The practical ML route
We built healthcare.ai with these facts in mind. It allows data scientists and analysts to quickly train and deploy models in R or Python with minimal time investment by leveraging the experience of data scientists across dozens of healthcare model deployments. Overall, it lets you focus on working with clinicians to a) identify what’s driving your outcome of interest and b) establish buy-in for a new data-driven workflow.
Recently the Bon Secours Charity Health System, a member of the Westchester Medical Center Health Network, found that retrospective analyses and point-based risk scores weren’t enough to help lower their readmissions rate. Bon Secours Charity, which is located in the Hudson Valley region of New York State, determined that optimizing readmissions interventions would be best served by a machine learning model, which would on a daily basis help determine who of their general population was likely to be readmitted within 30-days of an inpatient discharge.

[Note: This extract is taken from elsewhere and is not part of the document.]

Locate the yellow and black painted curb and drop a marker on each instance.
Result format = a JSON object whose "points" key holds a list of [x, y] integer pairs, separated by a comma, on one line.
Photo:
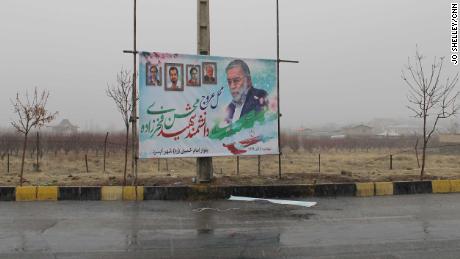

They engaged Health Catalyst. Taylor Larsen, from the data science team, installed pre-built data pipelines using standardized clinical/predictive data marts and trained the model that enabled this critical piece of decision support.
Why do I bring this up? Because it provides a helpful contrast to the Google paper discussed above. Here are some details for readmission prediction at discharge:
|Bon Secours Charity HS||Google A (UCSF)||Google B (UCM)|
|Training rows||54k hospitalizations||86k hospitalizations||109k hospitalizations|
|Setup/train time||10 hrs||>20k GPU hrs||>20k GPU hrs|
The underlying raw EHR data is likely fairly similar in the Bon Secours and Google projects—what’s different is Google took the deep learning route whereas Bon Secours used standard clinical data marts and more practical ML. The quick results seen here at Bon Secours are similar to decision support engagements at other health systems, and can be obtained for any system using DOS from Health Catalyst.

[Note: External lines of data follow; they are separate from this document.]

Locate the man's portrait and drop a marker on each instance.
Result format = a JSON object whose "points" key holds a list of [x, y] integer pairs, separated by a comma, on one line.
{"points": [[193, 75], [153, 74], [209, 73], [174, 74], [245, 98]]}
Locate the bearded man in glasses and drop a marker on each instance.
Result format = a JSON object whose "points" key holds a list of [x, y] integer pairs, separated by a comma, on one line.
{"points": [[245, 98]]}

Also, it’s important to keep in mind that quickly standing up an accurate model is just one step in operationalizing this type of decision support. Bon Secours showed that partnership, transparency, and careful thought must be demonstrated in order to gain the trust and adoption of end-users that will carry out the interventions.
Healthcare desperately needs Google and its talent, engineering, ML, and user-centric focus, and we’re thrilled that Google is getting involved. The average health system is riddled with antiquated software, manual processes ripe for automation, and typically zero ML-based clinical decision support.
For the sake of both patients and clinicians, we hope that Google focuses on the average health system and works towards practical solutions that reduce medical errors, lower the burden on physicians, and gives the patient the customer-focused experience they deserve.